To save the love we hold for our partner, we need to welcome the ebb and flow that’s crowning our relationship. We need to let go of the image we have created about our partner in our minds. They might never be the same person twice, and they might not hold the same values, goals, and needs for the rest of their lives. They’re constantly changing, just like the notion of impermanence suggests, and we need to learn how to swim in their dynamic waters.
In return, we can also accept our own new phases and not hold on to the layers we are meant to shed. We also accept and understand the fluctuating nature of our relationships. If it’s good today, it’s good. If it’s bad today, it’s also good. Impermanence can be an extremely beneficial coping mechanism in our relationships if we let it pervade our minds.
Holding on less to our egos. In our daily lives, we tend to become too attached to our egos and what they want. “I” want this. “I” don’t like that. “I” can’t accept this. For the ego, everything that happens is personal and threatening to our sense of identity. Through its presence, we become slightly more attached to our emotions, wants, behaviors, actions, needs, desires, and purposes.

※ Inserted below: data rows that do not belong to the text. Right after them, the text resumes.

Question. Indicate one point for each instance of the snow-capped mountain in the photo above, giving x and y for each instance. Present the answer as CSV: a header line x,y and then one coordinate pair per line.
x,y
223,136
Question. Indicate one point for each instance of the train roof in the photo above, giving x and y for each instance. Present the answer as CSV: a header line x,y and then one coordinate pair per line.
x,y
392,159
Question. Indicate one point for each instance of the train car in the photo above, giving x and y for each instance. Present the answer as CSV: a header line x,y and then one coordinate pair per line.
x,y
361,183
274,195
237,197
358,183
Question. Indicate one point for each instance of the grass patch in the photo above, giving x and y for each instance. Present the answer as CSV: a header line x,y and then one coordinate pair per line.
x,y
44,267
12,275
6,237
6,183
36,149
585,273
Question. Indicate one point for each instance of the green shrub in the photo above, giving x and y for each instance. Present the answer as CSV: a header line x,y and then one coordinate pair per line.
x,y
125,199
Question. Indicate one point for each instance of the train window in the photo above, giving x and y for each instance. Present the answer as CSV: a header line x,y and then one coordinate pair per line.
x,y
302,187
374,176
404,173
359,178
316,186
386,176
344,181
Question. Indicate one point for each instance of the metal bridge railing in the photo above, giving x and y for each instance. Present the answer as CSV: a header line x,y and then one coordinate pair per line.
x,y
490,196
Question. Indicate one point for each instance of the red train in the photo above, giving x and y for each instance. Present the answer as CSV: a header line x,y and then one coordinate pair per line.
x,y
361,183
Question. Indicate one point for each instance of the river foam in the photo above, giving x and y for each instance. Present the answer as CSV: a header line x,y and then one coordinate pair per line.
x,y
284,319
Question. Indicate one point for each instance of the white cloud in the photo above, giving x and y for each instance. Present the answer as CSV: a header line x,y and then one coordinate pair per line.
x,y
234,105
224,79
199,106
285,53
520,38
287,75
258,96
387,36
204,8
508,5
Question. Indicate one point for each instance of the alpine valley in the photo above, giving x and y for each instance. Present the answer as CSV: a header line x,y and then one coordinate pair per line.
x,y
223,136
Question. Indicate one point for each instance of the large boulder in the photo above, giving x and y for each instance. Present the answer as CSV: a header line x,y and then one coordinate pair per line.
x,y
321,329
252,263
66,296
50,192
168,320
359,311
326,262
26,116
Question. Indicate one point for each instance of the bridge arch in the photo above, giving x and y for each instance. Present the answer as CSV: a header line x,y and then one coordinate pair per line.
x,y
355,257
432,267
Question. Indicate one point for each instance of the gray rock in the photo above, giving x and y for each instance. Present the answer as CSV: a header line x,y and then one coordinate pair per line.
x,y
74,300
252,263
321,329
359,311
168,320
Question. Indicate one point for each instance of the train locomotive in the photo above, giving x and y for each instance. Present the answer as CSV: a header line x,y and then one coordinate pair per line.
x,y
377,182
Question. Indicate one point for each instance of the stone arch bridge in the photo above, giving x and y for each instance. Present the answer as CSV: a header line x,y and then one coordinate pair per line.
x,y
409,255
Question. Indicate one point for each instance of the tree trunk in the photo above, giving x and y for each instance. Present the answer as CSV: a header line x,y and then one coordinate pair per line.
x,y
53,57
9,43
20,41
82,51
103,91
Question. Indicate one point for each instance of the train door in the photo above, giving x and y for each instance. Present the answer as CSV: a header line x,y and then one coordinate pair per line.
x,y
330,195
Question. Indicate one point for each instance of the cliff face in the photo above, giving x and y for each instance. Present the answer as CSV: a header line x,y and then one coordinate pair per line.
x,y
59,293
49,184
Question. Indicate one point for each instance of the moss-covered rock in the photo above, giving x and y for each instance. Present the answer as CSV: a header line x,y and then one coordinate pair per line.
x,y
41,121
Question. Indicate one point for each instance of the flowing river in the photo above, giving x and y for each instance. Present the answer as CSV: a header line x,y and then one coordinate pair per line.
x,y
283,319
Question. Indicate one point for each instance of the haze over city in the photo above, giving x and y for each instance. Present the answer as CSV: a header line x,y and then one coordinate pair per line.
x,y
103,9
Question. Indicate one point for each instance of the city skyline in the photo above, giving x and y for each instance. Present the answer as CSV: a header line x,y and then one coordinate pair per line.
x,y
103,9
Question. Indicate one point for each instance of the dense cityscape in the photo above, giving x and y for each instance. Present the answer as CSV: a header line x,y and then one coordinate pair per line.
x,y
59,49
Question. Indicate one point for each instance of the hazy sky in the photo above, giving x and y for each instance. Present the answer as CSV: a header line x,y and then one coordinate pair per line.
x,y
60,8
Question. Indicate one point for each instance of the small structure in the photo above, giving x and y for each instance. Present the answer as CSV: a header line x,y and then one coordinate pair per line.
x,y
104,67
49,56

Oftentimes, we might become too attached to these thoughts or emotions that we can literally alter any good situation in our lives and turn it into something hostile. While the ego thinks it’s keeping us safe from hurt, the truth is, it’s the one hurting us—and our relationships.
In romantic relationships, it’s common for couples to fight, misunderstand each other, or trigger each other. But these are not the main problem. The big issue is the ego and how it perceives the conflict. When the ego is hurt, we might criticize our partner, judge them, downsize them, or blame them. And we do this because we think the hurt, the problem, or the situation is going to last forever; our ego thinks it won’t ever end.
But it will, and realizing this precious truth (that emotions and events always end) can help us cope with fights smoothly. When we realize how short our time on Earth is, we consciously choose where to put our energy instead of wasting it on situations that trigger our egos. Think of impermanence and how this ugly, messy moment will eventually end, and check for yourself how you will react less defensively. Instead of having mindless communication, we begin to mindfully choose our words, actions, and behaviors to save our relationships.
Appreciating every moment. Last but not least, realizing that everything in this life is short-lasting helps us appreciate the time we spend with our partner. When two or more people get together or live together, it might get harder for them to appreciate the little things in life. We focus so much on responsibilities, tasks, and endless to-dos that we forget to show appreciation, notice the beautiful moments, and do little gestures that matter.
Regardless of how busy you get, never forget your (spiritual) essence. Don’t forget to live and delve into this moment that’s sure as hell not coming twice. Think of the time when you will be older and closer to death. The time when sickness might take you away from your lover, or the other way round. This isn’t a movie; this is real life. We’re mortals, our time on this earth is short, and we have to make the best out of it.
Loosen your grip on problems, and instead, open yourself up to the endless possibilities of life. This is how we save our relationships.